Ænosh/Lion dans l’involution : Totalement dominé par la dynamique du Moi et du Je, il s’exprime dans la violence et la brutalité des rapports ; enfermé dans sa prison de certitudes égotiques, il n’aspire qu’à la réalisation de ses passions, désirs et appétits corporels et matériels. Il considère tout ce qui entrave la satisfaction de ses désirs comme une adversité pouvant aller, chez lui, jusqu’à la souffrance. Le Lion involutif est de caractère buté et d’un entêtement pouvant aller jusqu’à la brutalité. Il est prêt à utiliser la cruauté et la sauvagerie pour satisfaire ses passions et appétits ; ce passage en force sans considération aucune pour les dégâts ou les victimes éventuelles, se retourne inévitablement contre lui, car son absence de tempérance est contraire à son équilibre, à ses intérêts ; sa violence devient auto-destructrice, pouvant aller jusqu’au suicide s’il se sent acculer. Le Lion involutif étant entièrement dominé par ses forces ignées qui le consument, il en devient rapidement le jouet, et son hypertrophie du Moi le condamne à l’irrationnel et au manque de discernement. Vanité, orgueil, fierté, suffisance et arrogance, sont ses traits de caractère dominants. Lorsque le Lion commence à dominer son énergie intense, il devient compétiteur acharné, sens du devoir et de l’obligation de résultats, capable d’une grande sévérité et d’une grande discipline, tant envers les autres que lui-même, la rigueur de ses principes en fait quelqu’un d’intransigeant et d’inflexible, dans une carrière militaire il peut aller jusqu’au sacrifice de la vie des autres et de la sienne, pour rester fidèle et borné à son code de conduite.

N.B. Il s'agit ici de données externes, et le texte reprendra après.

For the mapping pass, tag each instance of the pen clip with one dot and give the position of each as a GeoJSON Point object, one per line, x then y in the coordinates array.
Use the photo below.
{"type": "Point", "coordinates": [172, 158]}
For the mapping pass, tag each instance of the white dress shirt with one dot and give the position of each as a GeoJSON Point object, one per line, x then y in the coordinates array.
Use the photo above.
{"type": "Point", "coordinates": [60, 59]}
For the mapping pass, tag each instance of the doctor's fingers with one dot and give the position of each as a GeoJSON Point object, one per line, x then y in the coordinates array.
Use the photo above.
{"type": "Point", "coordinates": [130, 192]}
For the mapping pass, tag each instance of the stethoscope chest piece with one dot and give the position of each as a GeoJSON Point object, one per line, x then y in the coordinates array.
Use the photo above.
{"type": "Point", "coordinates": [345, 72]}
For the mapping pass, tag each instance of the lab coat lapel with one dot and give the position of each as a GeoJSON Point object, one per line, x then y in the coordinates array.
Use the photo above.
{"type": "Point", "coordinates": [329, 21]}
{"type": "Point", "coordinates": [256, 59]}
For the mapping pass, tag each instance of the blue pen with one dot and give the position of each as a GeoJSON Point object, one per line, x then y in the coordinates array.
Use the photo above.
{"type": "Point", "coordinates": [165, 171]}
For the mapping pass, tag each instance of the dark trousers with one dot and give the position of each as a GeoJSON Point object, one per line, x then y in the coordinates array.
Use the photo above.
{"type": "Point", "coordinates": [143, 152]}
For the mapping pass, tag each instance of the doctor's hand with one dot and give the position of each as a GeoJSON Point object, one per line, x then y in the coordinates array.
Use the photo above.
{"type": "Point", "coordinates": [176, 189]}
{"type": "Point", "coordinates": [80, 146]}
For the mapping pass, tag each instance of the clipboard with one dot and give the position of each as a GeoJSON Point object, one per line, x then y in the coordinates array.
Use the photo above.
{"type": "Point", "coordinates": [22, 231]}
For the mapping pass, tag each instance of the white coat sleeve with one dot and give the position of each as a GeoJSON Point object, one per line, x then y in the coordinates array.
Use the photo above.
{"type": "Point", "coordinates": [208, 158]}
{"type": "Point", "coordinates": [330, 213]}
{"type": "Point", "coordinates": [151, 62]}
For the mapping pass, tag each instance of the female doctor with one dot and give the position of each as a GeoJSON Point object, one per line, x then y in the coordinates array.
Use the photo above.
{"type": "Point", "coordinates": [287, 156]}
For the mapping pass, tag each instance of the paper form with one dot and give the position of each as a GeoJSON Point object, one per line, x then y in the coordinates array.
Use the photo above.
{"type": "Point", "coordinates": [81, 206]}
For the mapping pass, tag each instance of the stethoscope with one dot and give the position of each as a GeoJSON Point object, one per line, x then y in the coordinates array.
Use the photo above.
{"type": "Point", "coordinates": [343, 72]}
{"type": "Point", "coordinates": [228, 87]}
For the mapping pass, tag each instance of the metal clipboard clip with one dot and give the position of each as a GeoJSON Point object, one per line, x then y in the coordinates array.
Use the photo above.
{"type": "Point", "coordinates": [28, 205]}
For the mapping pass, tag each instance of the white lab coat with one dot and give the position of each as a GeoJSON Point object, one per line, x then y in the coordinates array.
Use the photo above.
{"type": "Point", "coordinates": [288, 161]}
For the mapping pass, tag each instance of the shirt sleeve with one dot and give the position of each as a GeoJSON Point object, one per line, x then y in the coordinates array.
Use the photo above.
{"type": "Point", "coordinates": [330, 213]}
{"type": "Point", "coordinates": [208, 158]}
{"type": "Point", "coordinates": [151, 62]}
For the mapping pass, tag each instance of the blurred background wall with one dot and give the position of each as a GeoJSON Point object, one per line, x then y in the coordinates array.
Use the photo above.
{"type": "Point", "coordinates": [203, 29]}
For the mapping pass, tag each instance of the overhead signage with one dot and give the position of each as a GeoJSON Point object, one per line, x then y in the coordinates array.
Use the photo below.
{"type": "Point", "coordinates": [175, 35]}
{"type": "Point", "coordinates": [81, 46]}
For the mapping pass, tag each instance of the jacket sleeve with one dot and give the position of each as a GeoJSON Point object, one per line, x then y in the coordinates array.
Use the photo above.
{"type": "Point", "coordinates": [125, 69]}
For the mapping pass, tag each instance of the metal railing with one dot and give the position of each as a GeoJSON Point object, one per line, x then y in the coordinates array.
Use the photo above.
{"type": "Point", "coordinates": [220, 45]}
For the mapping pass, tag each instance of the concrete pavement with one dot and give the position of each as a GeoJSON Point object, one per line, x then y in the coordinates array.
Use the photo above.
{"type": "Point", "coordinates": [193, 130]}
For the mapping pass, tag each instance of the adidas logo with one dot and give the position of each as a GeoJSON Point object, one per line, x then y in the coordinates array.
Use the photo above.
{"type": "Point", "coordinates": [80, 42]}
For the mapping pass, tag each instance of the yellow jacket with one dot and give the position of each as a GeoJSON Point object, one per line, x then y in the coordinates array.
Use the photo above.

« Votre adversaire, le diable rôde comme un lion rugissant, cherchant qui il dévorera. » Première épître de Pierre (5 :8).

Ænosh/Lion dans l’évolution : Se traduit sous une forme plus intellectuelle, par un mode de pensée rationaliste et catégorique. Adepte de la logique raisonneuse, ses arguments sont souvent péremptoires, et s’il est prêt à convaincre, ce qui pour lui est toujours un combat, il n’est que rarement disposé à se laisser convaincre. Mais lorsqu’il parvient à dompter la puissance de l’énergie du Moi, il la transforme en énergie du Soi ce qui devient alors une véritable rédemption par un énergique sens du sacrifice dirigé vers un idéal de haute élévation au service duquel il déploiera une force et une abnégation surhumaine. Il devient alors le Lion Noble et généreux dans toute la splendeur flamboyante de son courage, de son abnégation de sa puissance et de sa générosité.

« Voici, le lion de la tribu de Juda, le rejeton de David, a vaincu pour ouvrir le livre et détacher ses 7 sceaux. » Apocalypse (5 :5).

Ainsi, nous ne pouvons éclairer et comprendre ce remarquable loggion, qu'à la condition de l'inscrire dans la grande tradition Hermétique dont le principe essentiel est de relier le Macrocosme au microcosme, lien sans lequel la Foi et la Raison seraient aussi étrangères et incompatibles que le ciel et la terre, l'eau et le feu. Le langage analogique, celui des dieux, révèle en la circonstance sa toute-puissance et la clé indispensable pour l'ouverture des portes du Temple d'Hermès.

Ce qui est en bas est comme ce qui est en haut ; ce qui est en haut est comme ce qui est en bas: pour accomplir le miracle d'une seule chose, nous dit si élégamment la Table d'Émeraude, et comment parler de ce qui en haut en utilisant le langage de ce qui est en bas, sans pratiquer l'analogie ?... Dans ce loggion l'exemple qui nous en est donné est presque une pierre de Rosette de ce langage. Le lion, l'animal symbolise aussi le signe du zodiaque, et le feu de l'astre solaire que nous retrouvons dans la forme animalière de l'homme puisqu'il est son coeur, organe directement lié au Soleil. L'interprétation correcte de ce loggion passe donc bien par la Connaissance Hermétique, et l'étendue de son enseignement qui monte au "ciel" et qui descend en "terre", pour recevoir les forces supérieures et les forces inférieures.

L'enseignement ultime que nous donne ce loggion, est que l'homme ne devient jamais définitivement le lion (l'animal, l'involution) mais que c'est le lion qui parvient par devenir l'homme, traduit en langage profane, il n'y a donc pas de damnation éternelle, mais la rédemption est toujours possible, pour peu qu'un repentir sincère s'exprime volontairement, mais là je ne suis pas certain que tous les lecteurs feront le rapprochement, qui me semble pourtant d'une grande évidence.